First winter day and I’m already dead inside. Not the poetic kind—just the cold that makes you move faster without moving at all, and you dress for it by grabbing whatever was black yesterday. Coat, pants, boots, gone. Everyone looks the same, which is exactly the point. Winter here means you pick a uniform and stick with it.

I was looking at street fashion photos from Tokyo—Harajuku, Shibuya—from those last months before the cold really set in, and it was like watching people from a different planet get dressed. Bright colors, actual patterns, oversized pieces clashing in ways that shouldn’t work but somehow did. Not fashion-magazine stuff. Just kids putting outfits together without asking permission from the season.

As someone who thinks about this stuff—how people assemble themselves, what they’re saying without saying anything—it was jarring. Nobody does this here. You don’t see kids dressed like that when it gets cold. It’s like everyone’s agreed that color is impractical.
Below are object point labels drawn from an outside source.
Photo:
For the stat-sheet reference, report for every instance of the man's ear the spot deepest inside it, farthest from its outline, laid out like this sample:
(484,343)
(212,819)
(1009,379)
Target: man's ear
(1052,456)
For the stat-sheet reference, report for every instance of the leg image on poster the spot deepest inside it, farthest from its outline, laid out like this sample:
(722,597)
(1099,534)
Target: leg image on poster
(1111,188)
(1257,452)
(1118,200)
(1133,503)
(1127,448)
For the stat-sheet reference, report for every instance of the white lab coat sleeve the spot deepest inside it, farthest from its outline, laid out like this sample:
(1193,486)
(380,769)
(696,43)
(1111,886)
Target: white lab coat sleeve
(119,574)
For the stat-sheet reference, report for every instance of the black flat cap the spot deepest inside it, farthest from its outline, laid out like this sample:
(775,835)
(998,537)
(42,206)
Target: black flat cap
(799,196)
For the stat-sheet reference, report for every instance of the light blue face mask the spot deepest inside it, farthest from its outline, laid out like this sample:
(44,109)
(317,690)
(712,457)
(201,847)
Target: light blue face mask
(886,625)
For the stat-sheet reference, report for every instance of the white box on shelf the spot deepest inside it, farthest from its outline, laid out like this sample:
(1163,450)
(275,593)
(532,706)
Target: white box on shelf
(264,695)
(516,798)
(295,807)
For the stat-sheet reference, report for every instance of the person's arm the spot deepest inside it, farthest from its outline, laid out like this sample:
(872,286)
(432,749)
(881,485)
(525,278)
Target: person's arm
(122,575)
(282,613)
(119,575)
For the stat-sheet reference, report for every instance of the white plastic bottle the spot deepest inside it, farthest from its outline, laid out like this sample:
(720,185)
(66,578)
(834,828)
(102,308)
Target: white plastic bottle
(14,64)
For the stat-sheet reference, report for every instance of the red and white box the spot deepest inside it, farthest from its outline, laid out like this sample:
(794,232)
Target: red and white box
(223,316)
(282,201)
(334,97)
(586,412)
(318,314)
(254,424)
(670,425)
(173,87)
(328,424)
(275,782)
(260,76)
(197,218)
I don’t know if it’s cultural or just that teenagers in Tokyo don’t have the surrender instinct people up north do. Maybe they don’t have a reason to look like everyone else. Either way, there’s something I recognize in that refusal to let the season decide your visual life. Not that I’m going out to buy neon next week—that’s not the point. It’s more that watching people dress without apologizing for it, without letting utility kill everything, reminds you that you could choose something different whenever you actually wanted to.